36. method according to claim 35, wherein said cancer are colorectal carcinoma, mammary cancer, lung cancer, liver cancer, carcinoma of the pancreas, lymphoglandula cancer, colorectal carcinoma, prostate cancer, the cancer of the brain, Head and Neck cancer, skin carcinoma, liver cancer, kidney, leukemia and heart cancer.

37. a method that is used to suppress cell proliferation, it comprises contacting according to each described compound in the claim 1 to 31 cell and the amount that effectively suppresses said cell proliferation.

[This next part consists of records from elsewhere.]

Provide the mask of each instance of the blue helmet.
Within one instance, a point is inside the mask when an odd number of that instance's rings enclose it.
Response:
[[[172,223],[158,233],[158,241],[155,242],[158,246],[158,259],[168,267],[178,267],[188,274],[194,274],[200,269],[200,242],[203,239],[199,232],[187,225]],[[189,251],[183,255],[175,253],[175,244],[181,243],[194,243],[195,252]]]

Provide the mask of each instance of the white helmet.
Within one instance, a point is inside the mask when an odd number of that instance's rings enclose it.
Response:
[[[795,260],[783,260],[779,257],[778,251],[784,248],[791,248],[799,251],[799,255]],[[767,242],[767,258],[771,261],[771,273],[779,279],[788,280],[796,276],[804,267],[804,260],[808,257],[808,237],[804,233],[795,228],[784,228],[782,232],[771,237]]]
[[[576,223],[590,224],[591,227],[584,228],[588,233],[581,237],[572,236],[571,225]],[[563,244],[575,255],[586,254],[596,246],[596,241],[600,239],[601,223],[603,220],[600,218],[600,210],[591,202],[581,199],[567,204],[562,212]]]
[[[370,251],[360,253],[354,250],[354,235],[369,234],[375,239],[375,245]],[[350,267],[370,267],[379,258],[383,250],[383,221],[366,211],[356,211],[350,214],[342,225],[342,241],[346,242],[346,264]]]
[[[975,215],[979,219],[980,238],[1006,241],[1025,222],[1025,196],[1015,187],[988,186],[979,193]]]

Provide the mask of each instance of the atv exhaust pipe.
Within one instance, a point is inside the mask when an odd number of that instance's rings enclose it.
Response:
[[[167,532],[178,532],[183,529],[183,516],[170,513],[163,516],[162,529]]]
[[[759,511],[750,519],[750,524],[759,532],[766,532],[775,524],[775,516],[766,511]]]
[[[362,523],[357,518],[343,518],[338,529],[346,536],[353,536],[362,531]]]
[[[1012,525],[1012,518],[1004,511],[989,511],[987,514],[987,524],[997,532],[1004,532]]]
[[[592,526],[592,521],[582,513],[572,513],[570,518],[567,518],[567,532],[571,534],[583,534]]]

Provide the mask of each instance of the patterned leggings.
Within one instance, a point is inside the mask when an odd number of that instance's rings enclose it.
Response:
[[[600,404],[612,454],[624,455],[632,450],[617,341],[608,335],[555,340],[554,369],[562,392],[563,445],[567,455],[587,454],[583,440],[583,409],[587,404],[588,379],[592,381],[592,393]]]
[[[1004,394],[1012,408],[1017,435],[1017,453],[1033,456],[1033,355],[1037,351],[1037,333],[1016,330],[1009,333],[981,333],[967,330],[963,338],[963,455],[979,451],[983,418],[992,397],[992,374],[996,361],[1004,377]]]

38. according to the described method of claim 37, wherein said cell is in experimenter's cancerous cell line or in tumour.

39. according to the described method of claim 38, wherein said cancerous cell line is mammary cancer, prostate cancer, carcinoma of the pancreas, lung cancer, hemopoietic system cancer, colorectal carcinoma, skin carcinoma, ovarian cancer cell line.

40. the method that the blood vessel that is used to suppress the experimenter takes place, it comprise to said experimenter use that effective inhibition blood vessel takes place according to each described compound in the claim 1 to 31.

41. treat patient's the illness relevant or the method for disease for one kind with casein kinase 2 activity and/or Pim kinase activity, it comprise to said patient use altogether according to claim 1 to

Each described compound and another kind of at least therapeutical agent in 31.

42. according to the described method of claim 41, wherein said illness or disease are cancers.

43. according to the described method of claim 41, wherein said another kind of at least therapeutical agent is a carcinostatic agent.